# GEONOM

> Nomenclature of Countries and Territories
for the External Trade Statistics of the Community
and Statistics of Trade between Member States

GEONOM is published as a PDF document with tables giving the definitions of the alpha/numeric codes used to identify countries and territories.

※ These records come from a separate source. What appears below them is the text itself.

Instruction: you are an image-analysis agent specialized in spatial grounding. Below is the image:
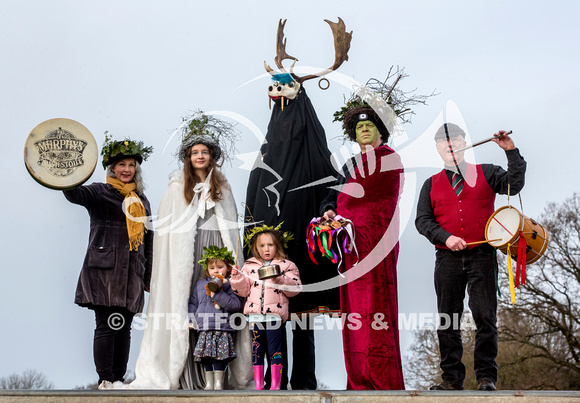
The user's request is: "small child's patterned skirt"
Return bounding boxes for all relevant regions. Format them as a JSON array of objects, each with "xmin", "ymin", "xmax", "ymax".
[{"xmin": 193, "ymin": 330, "xmax": 236, "ymax": 362}]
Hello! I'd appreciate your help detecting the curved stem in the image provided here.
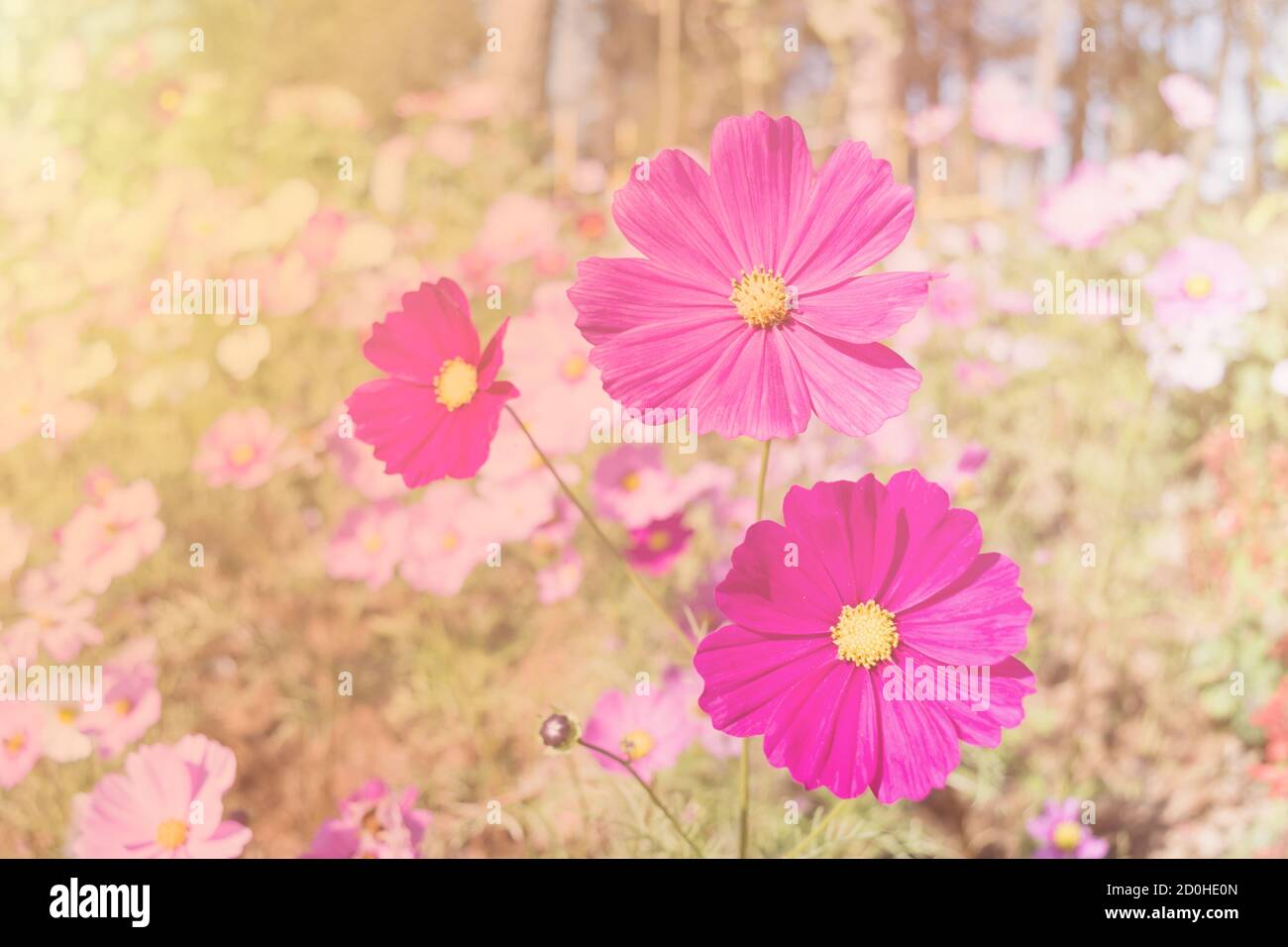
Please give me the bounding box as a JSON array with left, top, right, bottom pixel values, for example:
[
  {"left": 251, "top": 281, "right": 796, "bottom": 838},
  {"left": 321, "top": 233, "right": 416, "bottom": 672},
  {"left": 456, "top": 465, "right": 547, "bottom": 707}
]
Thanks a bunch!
[
  {"left": 505, "top": 404, "right": 693, "bottom": 647},
  {"left": 783, "top": 798, "right": 851, "bottom": 858},
  {"left": 738, "top": 441, "right": 773, "bottom": 858},
  {"left": 577, "top": 740, "right": 705, "bottom": 858}
]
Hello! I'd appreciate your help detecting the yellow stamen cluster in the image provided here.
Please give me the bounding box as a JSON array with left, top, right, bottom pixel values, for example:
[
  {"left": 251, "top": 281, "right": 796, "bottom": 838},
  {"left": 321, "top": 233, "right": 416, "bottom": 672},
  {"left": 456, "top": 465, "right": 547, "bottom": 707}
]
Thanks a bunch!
[
  {"left": 729, "top": 266, "right": 789, "bottom": 329},
  {"left": 829, "top": 599, "right": 899, "bottom": 668}
]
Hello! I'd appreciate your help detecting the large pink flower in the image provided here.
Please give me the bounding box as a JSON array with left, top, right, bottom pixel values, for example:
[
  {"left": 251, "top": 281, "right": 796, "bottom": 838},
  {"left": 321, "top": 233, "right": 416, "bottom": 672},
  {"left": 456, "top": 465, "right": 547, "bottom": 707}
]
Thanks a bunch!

In 2010, a correspondence table was published, defining the relationships between GEONOM identifiers and the ISO country codes. We'll use this for now.

In [1]:
import requests
from pathlib import Path
from io import BytesIO
from cachecontrol import CacheControl
from cachecontrol.caches.file_cache import FileCache
from cachecontrol.heuristics import LastModified
import pandas as pd

session = CacheControl(requests.Session(),
                       cache=FileCache('.cache'),
                       heuristic=LastModified())

inputURL = 'http://ec.europa.eu/eurostat/ramon/other_documents/geonom/concordances/geonom_2010-ISO.xls'
geonom = pd.read_excel(BytesIO(session.get(inputURL).content), na_values=[], keep_default_na=False)
geonom.drop(geonom.index[0], inplace=True)
geonom

Unnamed: 0,Note,ALPHA ISO,NUM ISO,ALPHA EU,NUM EU,COUNTRY,DESCRIPTION
1,*,AD,20,AD,43,Andorra,
2,*,AE,784,AE,647,United Arab Emirates,"Abu Dhabi, Dubai, Sharjah, Ajman, Umm al Qaiwa..."
3,*,AF,4,AF,660,Afghanistan,
4,*,AG,28,AG,459,Antigua and Barbuda,
5,*,AI,660,AI,446,Anguilla,
6,*,AL,8,AL,70,Albania,
7,*,AM,51,AM,77,Armenia,
8,*,AN,530,AN,478,Netherlands Antilles,"Curaçao, Bonaire, St Eustatius, Saba and south..."
9,*,AO,24,AO,330,Angola,Including Cabinda
10,*,AQ,10,AQ,891,Antarctica,Territory south of 60° south latitude; not inc...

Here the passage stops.